Take a look at these two New York Times tweets, both posted on March 7.

From a China perspective, Italy and China have exercised similar actions. Yet, the NYT commends Italy’s “effort to contain Europe’s worse coronavirus outbreak” while the paper calls out China for a “campaign has come at a great cost to people’s livelihoods and personal liberties.”

And President Trump calling COVID-19 a “Chinese virus” amplifies the feeling.

Remember the chant: “Sticks and stones may break my bones, but names will never hurt me.” Actually name calling and associated imagery hurt all of us. Nationalism hurts everyone.



    Actually living in China (pretty much mono-racial), growing up in Singapore (Multi-racial) but educated like a vicarious American (scars from historical racism, and recent wokeness) has given me a somewhat different opinion of what racism actually means.

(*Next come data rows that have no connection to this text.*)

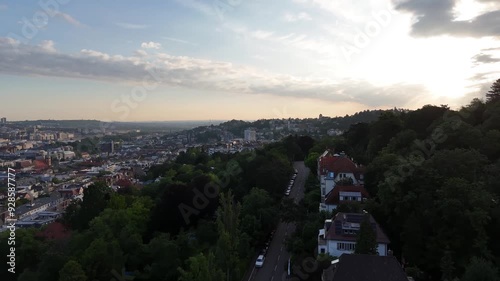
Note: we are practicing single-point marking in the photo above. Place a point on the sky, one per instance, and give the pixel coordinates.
(157, 60)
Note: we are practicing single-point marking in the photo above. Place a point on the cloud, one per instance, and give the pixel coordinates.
(302, 16)
(28, 60)
(151, 45)
(260, 34)
(202, 7)
(486, 58)
(178, 40)
(322, 46)
(130, 25)
(66, 17)
(433, 18)
(47, 45)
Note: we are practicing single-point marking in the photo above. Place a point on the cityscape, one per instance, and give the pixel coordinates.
(233, 140)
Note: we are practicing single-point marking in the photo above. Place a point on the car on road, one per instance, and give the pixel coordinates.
(260, 261)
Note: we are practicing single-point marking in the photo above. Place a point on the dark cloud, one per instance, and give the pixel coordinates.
(21, 59)
(435, 17)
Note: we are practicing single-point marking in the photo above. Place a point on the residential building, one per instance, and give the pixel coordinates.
(338, 169)
(339, 234)
(365, 268)
(342, 167)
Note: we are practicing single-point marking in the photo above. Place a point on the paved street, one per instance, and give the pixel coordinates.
(275, 265)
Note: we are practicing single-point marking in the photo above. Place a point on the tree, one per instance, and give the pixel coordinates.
(366, 242)
(229, 233)
(494, 93)
(480, 270)
(72, 271)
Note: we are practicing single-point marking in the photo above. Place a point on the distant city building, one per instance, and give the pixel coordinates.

    While woke America today takes Racism as an almost zero-sum game, Chinese people may see racism from an “our family” vs “their family” (collectivist culture) context, and also have much more generous tolerance for different shades of racism.

    I have friends who have told me that modern China belongs to Hans (vs other ethnicities like the Uighurs) and they see it from a political lens rather than a racial lens.

    • Lou Hoffman

      I appreciate your perspective Nic.

      Lots of layers to the issue (though the cartoons offer a less nuanced view).